The two eyes so noted, wide and blue as the sea, stared at Gneiss as the girl edged cautiously toward the field.
All skinny legs and skinnier arms, Gneiss thought. Someone ought to think about feeding the thing. And what have they cut the creature’s hair with? A saw’s blade by the look of it.
“Hold still a moment, will you?”
The girl stopped where she stood and pushed ragged black hair back from her face.
“I’m looking for Goldmoon and—” He smiled sourly “—her prisoner Hornfel. Where are they?”
“Prisoner?” The girl’s eyes grew, if possible, wider with sudden laughter. “Oh, yer jokin’, Grandfather.”
“Grandfather!”
She pointed with a grubby finger to his long, graying beard. Gneiss’s eyes narrowed against an unbidden smile. Impudent little scamps shouldn’t be encouraged, aye, by no means.
The impudent scamp’s face split in a grin. “I know where they are. I’ll take you.”
“Aye,” the dwarf growled, “and then you’d better be taking yourself off to your mother for a wash and a combing, eh?”
She shook her head and shrugged in the most matter-of-fact manner.
“Can’t do it, grandfather.”
“Can’t you? Why not?”
“The lady Goldmoon says m’ mother an’ m’ father have gone to be with Mishakal.” The child’s expression clouded. “I think they’re dead.”

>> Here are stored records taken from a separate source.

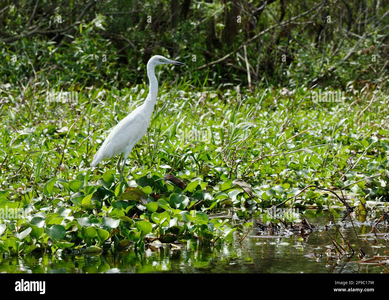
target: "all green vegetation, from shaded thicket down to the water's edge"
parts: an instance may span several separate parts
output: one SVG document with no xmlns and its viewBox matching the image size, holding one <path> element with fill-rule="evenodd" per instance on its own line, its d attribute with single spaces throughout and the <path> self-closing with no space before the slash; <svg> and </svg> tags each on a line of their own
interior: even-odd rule
<svg viewBox="0 0 389 300">
<path fill-rule="evenodd" d="M 36 10 L 29 1 L 2 2 L 0 209 L 23 209 L 28 218 L 1 219 L 0 251 L 214 244 L 237 229 L 217 218 L 221 210 L 281 203 L 323 209 L 338 200 L 315 187 L 300 194 L 310 185 L 361 203 L 387 201 L 388 75 L 379 54 L 387 1 L 379 10 L 374 1 L 361 4 L 358 24 L 347 24 L 344 2 L 269 2 L 258 14 L 261 1 L 98 1 L 80 23 L 85 2 L 40 1 Z M 357 10 L 359 3 L 346 6 Z M 181 5 L 176 21 L 174 4 Z M 246 20 L 236 32 L 223 22 L 234 14 Z M 65 23 L 56 23 L 58 16 Z M 243 44 L 272 26 L 247 44 L 247 72 Z M 45 32 L 13 40 L 37 28 Z M 120 182 L 114 160 L 88 166 L 107 130 L 144 101 L 152 54 L 188 66 L 157 70 L 149 131 L 130 154 L 128 181 Z M 77 91 L 78 102 L 47 103 L 52 89 Z M 315 103 L 319 89 L 345 92 L 344 105 Z"/>
</svg>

So saying, the girl scampered away, and Gneiss had to step quickly to catch up. The children of war are fatalists, he reminded himself. He’d seen it often enough and had never become used to it, warrior though he was. Gneiss followed the child through the winding, newly made streets to a field-keeper’s hut, low-roofed and featureless, no different than all the others. Inside the tiny hut, he found Hornfel seated with the Plainswoman at a table. The half-elf was on his heels by the door, there being no place else to sit, fletching arrows with the absent skill of one who performs the chore as much to pass the time as to keep his weapons in good order. Though fox-haired Tanis and Goldmoon were often seen together as the leaders of these refugees, rumor had it that there was a great and brooding Plainsman about somewhere who might well have the right to call Goldmoon his lady. In fact, there were nine people in this motley band who had rescued the slaves from Verminaard’s mine. Gneiss had only met and spoken with the half-elf and Goldmoon. The other seven either had business of their own or were happy enough to leave the matter of negotiations to these two.
It’s just as well they did, Gneiss thought. He’d heard that one among the party was a hill dwarf of the ill-famed Fireforge clan. He’d no interest at all in speaking with a hill dwarf, let alone in being in the same room with one whose grandfather had fought against the mountain dwarves in the Dwarf gate Wars.
Yes, and here sits Hornfel, the Daewar thought, taking a cup of spirits with Outlanders! As though there were nothing else to concern him or the council but finding a pleasant way to pass the afternoon!
Gneiss regretted his assessment when he saw his friend’s eyes. The dark shadows in the Hylar’s eyes told of heavy matters discussed. Goldmoon smiled and gestured Gneiss into the hut as though the tiny place were hers and she were proud to welcome a guest.
“You are looking for your friend? You may accurately accuse me of selfishness, Thane Gneiss. I have kept him here too long.”
Chieftain’s daughter was her proper title. Gneiss thought that he would like to have known her father, if only to meet the man who so well trained Goldmoon to this regality.
“Aye, lady. We’ve had a need of him. Hornfel,” he said, “word has come from the border. Guyll fyr’ .” He’d spoken the words in Dwarven and was surprised when the half-elf reacted.